Hermetic isolation. Truly, magistrates were thought to possess infinite wisdom and absolute fairness. Their word was sacred and infallible. Their internal processes were confidential and kept from the scrutiny of mere mortals.
In keeping with their immortal status, the justices lived in hermetic isolation. Untouched and unaffected by the hustle and bustle of ordinary life, they took a vow of silence amid the most hectic political and social crises besetting the nation. They spoke only via their decisions and orders.
No one dared lampoon the Court and the justices. The sub judice rule was strictly observed. No one commented on a pending case without risking the ire of the gods.
Judicial decisions were often written in esoteric legalese. Law students had difficulty deciphering the ratio decidendi that is often buried in kilometric sentences.
Information Age. Nowadays, for better or for worse, media cameras and inquisitive reporters have invaded the judicial enclave.
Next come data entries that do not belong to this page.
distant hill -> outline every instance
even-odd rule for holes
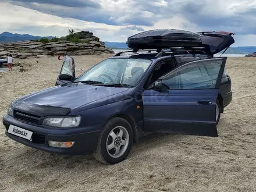
[[[41,38],[42,37],[52,39],[54,37],[40,37],[40,36],[33,36],[28,34],[13,34],[9,32],[3,32],[0,34],[0,43],[1,42],[12,42],[20,41],[27,40],[36,40]],[[105,41],[105,44],[106,47],[112,49],[128,49],[128,47],[126,42],[109,42]],[[230,47],[226,51],[226,54],[251,54],[256,52],[256,47]],[[222,51],[221,53],[222,53]]]
[[[116,49],[128,49],[128,47],[126,42],[108,42],[105,41],[105,45],[106,47]]]
[[[52,39],[54,37],[40,37],[40,36],[33,36],[28,34],[19,34],[17,33],[11,33],[9,32],[3,32],[0,34],[0,42],[12,42],[21,41],[27,40],[36,40],[41,38],[42,37]]]

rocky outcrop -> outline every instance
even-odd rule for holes
[[[253,54],[248,54],[245,56],[256,56],[256,52],[254,52]]]
[[[70,42],[61,37],[58,42],[42,43],[35,41],[24,41],[0,44],[0,58],[11,54],[13,58],[21,59],[39,58],[42,55],[69,54],[71,55],[113,54],[105,43],[92,33],[81,31],[75,33],[78,42]]]

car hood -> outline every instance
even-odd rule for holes
[[[234,33],[225,31],[198,32],[201,35],[202,45],[205,48],[205,52],[215,55],[229,47],[234,42],[232,36]]]
[[[43,90],[18,99],[14,107],[31,108],[42,106],[66,108],[72,111],[104,98],[109,97],[127,90],[127,88],[95,86],[81,83],[68,83]],[[111,98],[111,97],[110,97]],[[53,109],[53,108],[52,108]]]

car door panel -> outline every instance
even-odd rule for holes
[[[144,131],[218,136],[216,102],[226,59],[225,58],[203,59],[179,67],[182,72],[189,65],[204,65],[204,62],[212,62],[214,65],[219,65],[221,62],[219,74],[216,74],[216,80],[211,86],[205,84],[211,81],[209,80],[211,77],[208,76],[207,79],[205,76],[201,77],[202,86],[201,87],[191,86],[189,88],[187,87],[184,88],[182,86],[176,86],[165,91],[145,90],[143,96]],[[173,78],[177,79],[177,77],[179,79],[179,84],[181,83],[180,74],[176,74],[178,73],[177,69],[170,73],[172,77],[169,81],[172,84]],[[165,82],[166,76],[162,77],[163,83]],[[194,84],[194,80],[190,80],[191,85]]]

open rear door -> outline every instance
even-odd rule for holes
[[[205,51],[213,55],[228,48],[234,42],[232,36],[234,33],[226,31],[198,32],[201,35],[201,41],[205,48]]]
[[[74,61],[72,57],[65,55],[63,58],[63,64],[61,72],[58,76],[55,86],[70,82],[76,78]]]
[[[189,62],[145,90],[143,131],[218,137],[216,100],[226,61],[223,57]]]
Investigative journalists have “humanized” the conduct of the justices. Public interest cases have lost their sub judice status and are freely discussed everywhere.
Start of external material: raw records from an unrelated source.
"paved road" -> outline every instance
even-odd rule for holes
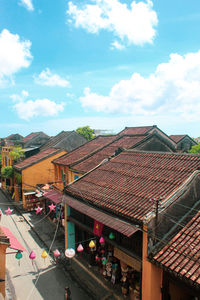
[[[10,202],[0,191],[0,208],[4,212],[8,206],[12,208]],[[16,252],[9,248],[7,250],[6,267],[10,289],[10,295],[7,293],[7,299],[63,300],[65,286],[71,288],[73,300],[90,299],[77,283],[70,278],[69,274],[54,264],[51,257],[48,256],[44,261],[41,257],[43,245],[31,230],[31,227],[26,222],[21,221],[16,210],[13,210],[11,216],[6,216],[4,213],[0,224],[8,227],[26,249],[20,260],[20,265],[15,258]],[[36,253],[33,264],[29,259],[32,250]]]

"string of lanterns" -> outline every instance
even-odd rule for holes
[[[109,238],[110,238],[111,240],[115,239],[115,236],[114,236],[114,234],[113,234],[112,232],[109,234]],[[96,247],[95,241],[96,241],[96,238],[90,240],[90,242],[89,242],[89,248],[91,249],[91,251],[93,251],[94,248]],[[83,242],[86,242],[86,241],[83,241]],[[82,242],[82,243],[83,243],[83,242]],[[83,247],[82,243],[79,243],[79,244],[78,244],[78,247],[77,247],[77,249],[76,249],[76,251],[77,251],[78,253],[82,253],[83,250],[84,250],[84,247]],[[104,244],[104,243],[105,243],[105,239],[104,239],[102,236],[101,236],[100,239],[99,239],[99,243],[100,243],[100,244]],[[73,258],[73,257],[76,255],[76,251],[75,251],[73,248],[68,248],[68,249],[65,250],[65,256],[66,256],[67,258],[70,258],[70,259],[71,259],[71,258]],[[54,256],[55,259],[57,259],[60,255],[61,255],[61,253],[60,253],[60,251],[59,251],[58,249],[55,249],[55,250],[53,251],[53,256]],[[23,255],[22,255],[22,252],[21,252],[21,251],[18,251],[18,252],[16,253],[16,255],[15,255],[15,258],[16,258],[17,260],[19,260],[19,265],[20,265],[20,259],[21,259],[22,257],[23,257]],[[45,261],[45,259],[48,257],[48,253],[46,252],[46,250],[43,250],[43,251],[42,251],[41,257],[44,259],[44,261]],[[33,264],[33,261],[34,261],[34,259],[36,258],[36,253],[35,253],[34,251],[31,251],[31,253],[29,254],[29,258],[32,260],[32,264]],[[97,260],[97,261],[100,260],[100,257],[98,257],[98,255],[96,256],[96,260]],[[106,262],[107,262],[106,257],[103,257],[103,258],[101,259],[101,261],[102,261],[102,264],[105,265]]]

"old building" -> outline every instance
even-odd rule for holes
[[[112,280],[114,261],[121,272],[122,282],[118,278],[116,284],[122,293],[140,294],[142,300],[167,299],[161,289],[165,288],[162,268],[148,255],[155,247],[157,259],[162,239],[170,241],[178,234],[174,220],[184,217],[186,224],[191,212],[200,209],[198,168],[199,156],[139,150],[124,150],[102,162],[65,188],[67,247],[82,244],[85,259],[98,265],[108,280]],[[90,240],[94,249],[88,246]],[[195,289],[188,288],[188,297],[196,296]],[[171,299],[177,300],[173,295]]]
[[[187,134],[170,135],[170,138],[177,144],[177,150],[187,152],[192,146],[197,145],[197,142]]]
[[[104,141],[106,141],[105,138]],[[53,163],[55,164],[57,180],[65,176],[67,183],[74,181],[98,166],[104,159],[115,155],[120,148],[162,152],[176,151],[175,142],[155,126],[125,128],[117,136],[107,137],[107,143],[102,144],[101,147],[93,149],[90,146],[95,142],[96,140],[92,140],[85,144],[85,147],[82,146],[56,159]],[[87,149],[87,152],[84,149]]]
[[[54,182],[54,167],[52,160],[66,151],[48,148],[14,165],[15,200],[22,199],[23,206],[31,210],[39,202],[35,196],[36,186]]]
[[[87,140],[74,130],[61,131],[56,136],[51,137],[47,143],[40,147],[40,151],[46,150],[48,148],[57,148],[64,149],[67,152],[70,152],[77,147],[85,144],[86,142]]]

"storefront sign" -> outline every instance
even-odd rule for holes
[[[118,258],[119,260],[126,263],[128,266],[132,267],[134,270],[141,272],[141,262],[137,259],[131,257],[130,255],[126,254],[122,250],[118,248],[114,248],[114,257]]]

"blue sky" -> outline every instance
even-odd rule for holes
[[[199,0],[0,0],[0,137],[200,136]]]

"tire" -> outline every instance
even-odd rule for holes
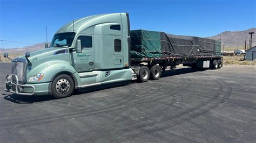
[[[218,61],[215,60],[212,61],[211,68],[212,69],[217,69],[218,68]]]
[[[71,95],[74,90],[74,81],[68,75],[56,77],[51,85],[52,94],[56,98],[62,98]]]
[[[222,61],[221,60],[219,59],[218,60],[218,68],[221,68],[222,67]]]
[[[150,71],[147,67],[143,66],[139,68],[138,79],[141,82],[147,82],[150,77]]]
[[[150,73],[151,80],[159,80],[161,74],[161,68],[157,65],[154,65],[150,68]]]

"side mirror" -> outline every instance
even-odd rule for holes
[[[82,53],[82,47],[81,47],[81,40],[76,40],[76,51],[77,53]]]
[[[26,52],[25,54],[25,57],[29,57],[30,56],[30,53]]]
[[[29,53],[29,52],[26,52],[26,53],[25,54],[25,58],[26,58],[26,60],[28,61],[28,65],[29,66],[31,66],[32,65],[32,63],[28,58],[30,56],[30,53]]]
[[[45,43],[45,44],[44,45],[44,48],[48,48],[48,44],[47,42]]]
[[[8,56],[9,56],[8,53],[5,53],[4,54],[4,58],[7,58],[7,57],[8,57]]]

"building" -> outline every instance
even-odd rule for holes
[[[253,61],[256,59],[256,46],[252,47],[245,51],[245,60]]]
[[[245,53],[245,50],[244,49],[235,49],[234,50],[234,52],[236,54],[243,54]]]

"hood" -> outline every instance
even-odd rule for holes
[[[51,56],[54,54],[68,53],[68,48],[48,48],[41,49],[38,51],[30,53],[29,59],[30,61],[36,61],[38,59],[43,59],[48,56]],[[19,58],[25,59],[25,55],[20,56]],[[15,59],[14,59],[15,60]]]

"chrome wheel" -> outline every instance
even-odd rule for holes
[[[149,77],[149,72],[146,69],[143,69],[142,70],[142,78],[144,80],[146,80]]]
[[[61,94],[65,94],[70,89],[70,83],[69,80],[65,78],[61,78],[56,83],[56,88],[57,91]]]
[[[160,71],[159,68],[155,68],[154,74],[156,77],[158,77],[160,75]]]

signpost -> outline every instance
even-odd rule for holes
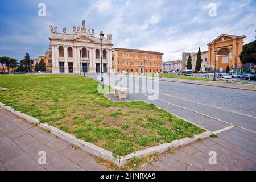
[[[250,73],[249,73],[249,80],[251,80],[251,68],[253,68],[254,66],[254,63],[247,63],[247,68],[250,69]]]
[[[205,71],[207,72],[207,74],[205,75],[205,78],[206,78],[206,77],[207,76],[207,72],[208,73],[208,78],[210,78],[210,67],[209,67],[209,68],[206,67],[205,68]]]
Indeed, we now live in a free society amplified by the information revolution and fortified by the constitutional prescriptions of accountability and transparency. While television, radio and newspapers still dominate the mass media, the internet, broadband and social media are supplementing, if not slowly replacing, these traditional one-way methods of communications.
Conscious of my difficulty as a student in reading and understanding decisions, I endeavored to simplify them after I joined the Supreme Court in 1995. I tried my best to write in unadorned English, with as little legalese as possible.
Simplifying decisions. I followed an identifiable pattern of writing decisions that has since been imbedded in “Velarde vs Social Justice Party” (April 28, 2004). In my ponencia in that case, I detailed how a decision should be written, pursuant to the constitutional mandate that “[n]o decision shall be rendered by any court without expressing therein clearly and distinctly the facts and the law on which it is based.”
As to form, I explained that the “essential parts of a good decision consists of 1) statement of the case; 2) statement of the facts; 3) issues or assignment of errors; 4) court ruling, in which each issue is, as a rule, separately considered and resolved; and finally, 5) dispositive portion.” A prologue and an epilogue are added in high-profile cases.
Since then, most decisions followed the pattern initiated in the Velarde decision. Simpler language was used without losing the distinct flavor of words, the nuances of meanings and the shades of differences.
Yearly, I wrote a book explaining the unknown internal processes of the Court, its major decisions for that year, and the reforms planned and undertaken to speed up the dispensation of quality justice.
After I retired from the Court, I continued my effort to simplify legal complexities in my columns so lay people can understand jurisprudence. I want them to appreciate and internalize judicial decisions so they can become more responsible and participative citizens.
As a column writer, my biggest challenge is still how to shorten my articles because space is severely limited. This limitation became more stringent after the Inquirer adopted its current format which allowed columnists only 4,100 characters, in lieu of 5,600 under the old format. I know that I must adjust more stringently to the Digital Age, forget long-winded legalese, simplify, and get to the point pronto.